Water is more than a resource it is life, dignity, and opportunity. This report has visualised the global struggle for improved drinking water access not simply as a collection of statistics, but as a series of human stories told through data. The disparities we’ve seen are not accidental they are products of unequal investment, historical injustice, and global inaction.
The visualisations revealed that the determinants of water access are not merely environmental—they are political, economic, and social. They lie in how governments allocate resources, how global institutions design aid frameworks, and how the international community prioritises equity.

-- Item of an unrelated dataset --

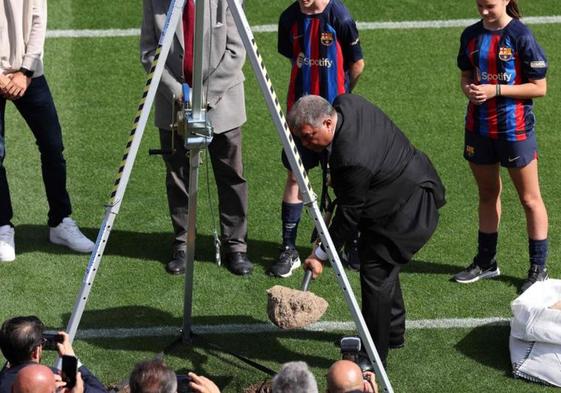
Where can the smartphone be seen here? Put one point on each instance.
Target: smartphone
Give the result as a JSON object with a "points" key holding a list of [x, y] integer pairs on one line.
{"points": [[50, 339], [69, 370]]}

The call is now clear: Reprioritise funding: shift focus from arms to infrastructure, from fossil fuels to sustainability. Reimagine partnerships: empower local leaders and grassroots organisations to co-design solutions. Reinforce data-driven policy: make equity, not averages, the metric of success. Clean water is not only a privilege, it is a promise the global community must keep.
Let us turn insight into action, and data into dignity for every child, every family, everywhere.